Emilio Francisco & Associates, LLP - Attorney At Law

Credit Score

Credit Record and Credit Score are two of the most common concepts you’ll encounter while managing your debts. Used as the primary basis of your creditworthiness, these two things can greatly affect your finances and help you acquire more favorable settlement terms. Browse the following topics to find out what you can do to keep your score as positive as possible.

Reviewing Your Credit Report

Disputing Errors in Your Credit Report

Your Finances and Your Credit Score

Looking Up Your Credit Score

Improving Your Credit Score

Reviewing Your Credit Report

Your credit report is a driving factor and a main contributor to your credit score. Banks and lenders submit information to the three main credit-reporting agencies about the status of your payments, your outstanding balances, and your inquiries. All of these things can either make or break your credit score and can ultimately be a deciding factor for any pending credit card or loan application.

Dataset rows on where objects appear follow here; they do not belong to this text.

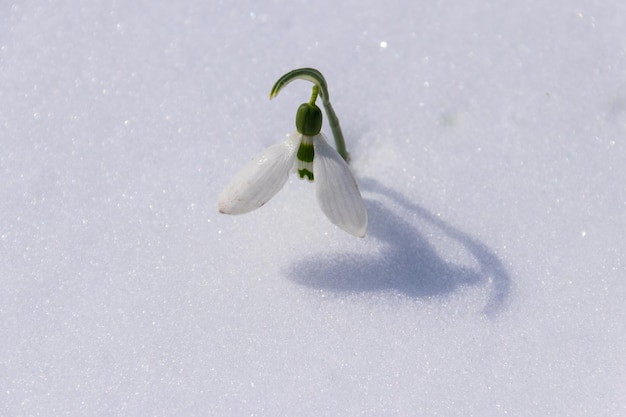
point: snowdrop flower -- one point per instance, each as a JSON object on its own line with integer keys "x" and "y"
{"x": 308, "y": 153}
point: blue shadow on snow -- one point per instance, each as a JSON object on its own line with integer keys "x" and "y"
{"x": 407, "y": 261}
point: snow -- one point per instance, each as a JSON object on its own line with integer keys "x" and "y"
{"x": 488, "y": 142}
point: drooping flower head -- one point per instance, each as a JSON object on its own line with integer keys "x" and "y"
{"x": 308, "y": 153}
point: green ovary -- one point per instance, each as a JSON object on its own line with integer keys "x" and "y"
{"x": 305, "y": 156}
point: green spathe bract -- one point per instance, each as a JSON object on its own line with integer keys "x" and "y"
{"x": 316, "y": 77}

Making sure that your credit report is accurate and up-to-date could potentially help you improve your credit score. You can start doing this by thoroughly examining your report for errors. Check to see that your personal information is correct and that you own all open accounts in your name – your score could have been potentially hurt by someone applying for credit under your name.

Finally, be on the lookout for unfamiliar transactions or errors in reports made by your creditor. Payments that have been mistakenly reported as missed or delayed could increase your credit risk and therefore decrease your score.

Disputing Errors in Your Credit Report

Since the contents of your credit report makes up a huge chunk of your credit score, it is imperative that you make sure everything written on it is valid and correct. Typographical errors, outdated information about payments and balances, and unauthorized transactions can be a huge detriment to your score and affect all future financial inquiries and applications including insurance terms and interest rates.

The good thing is you can actually do something about it. You have two options to go about this: if you’ve found that your creditor has marked a prompt payment as unpaid or delayed, you can contact your creditor directly and dispute it along with any other errors you might find on your report. They are generally willing to look into the issue and actively help you resolve it. Or alternatively, you can call up the credit report agency and expect a reply from them within 30 days. Disputing an error in your report with the credit bureau is a lot easier than it sounds as they are required by the law to look into issues that you’ve brought to their attention.

Your Finances and Your Credit Score

There are a number of ways that your credit score can affect your finances. One of these is your standing with creditors. Aside from banks and creditors using your credit score to assess whether you are qualified for a new loan or a mortgage, your score can also dictate the rate of interest that your credit is bundled with among other things. Insurance companies also look up your credit score to determine auto insurance rates and premiums for your home insurance.

What’s probably less known to the public though is that some landlords now run credit checks on potential tenants while they work on rental agreements. If you’ve made it a point to make car payments before paying your rent, your landlord could see this in a negative light and turn you away. In the same way, a low credit score can potentially hurt your chances of landing jobs in the financial industry or in any other company that requires national security clearance.

So one of the best things you can do as part of finance management is check your credit score and look for doable ways to improve it.

Looking Up Your Credit Score

An integral part of the bigger financial picture that consumers live in is the Credit Score — a number derived from the statistical analysis of a consumer’s credit report to assess his/her credit risk. Having a high credit score can positively influence the likelihood of acquiring new loans, lower interest rates, and longer payment options.

One of the first things you might want to do before applying for a new loan or credit card then would be to check your credit score and to obtain a copy of your credit report from any of the three credit bureaus.

While there are currently several credit-scoring models being used, the three credit-reporting firms mostly use the Fair Isaac Corporation (FICO) credit score model to determine a person’s credit worthiness. Simply log on to myfico.com and get your credit score for free. Just as well, getting a copy of your credit report is easier than it sounds as the firms are required by federal law to provide each consumer with a free copy of his/her credit report every year.

Improving Your Credit Score

If you’re looking to refinance your mortgage through a new loan, you might want to find out just how well you’re doing in the eyes of credit risk analysis people. One of the foremost things that consumers forget when it comes to their credit score is that they are in control of it. What you do or what you don’t do determines how high or how low your score is.

Here are some things that you can do to improve your credit score:

  1. Check for errors and inconsistencies in your credit report. Make sure you file a dispute with either your creditor or the credit bureau as soon as you find an error.
  2. Avoid maxing out your credit. Doing so could give off the impression of a financial struggle, regardless of whether you pay the full amount monthly or not.
  3. This idea will seem a little bit off but leaving your revolving accounts open actually helps your credit score. A portion of your credit score relies on your total debt in relation to the available credit you currently have. Just make sure you actually leave the available credit untouched.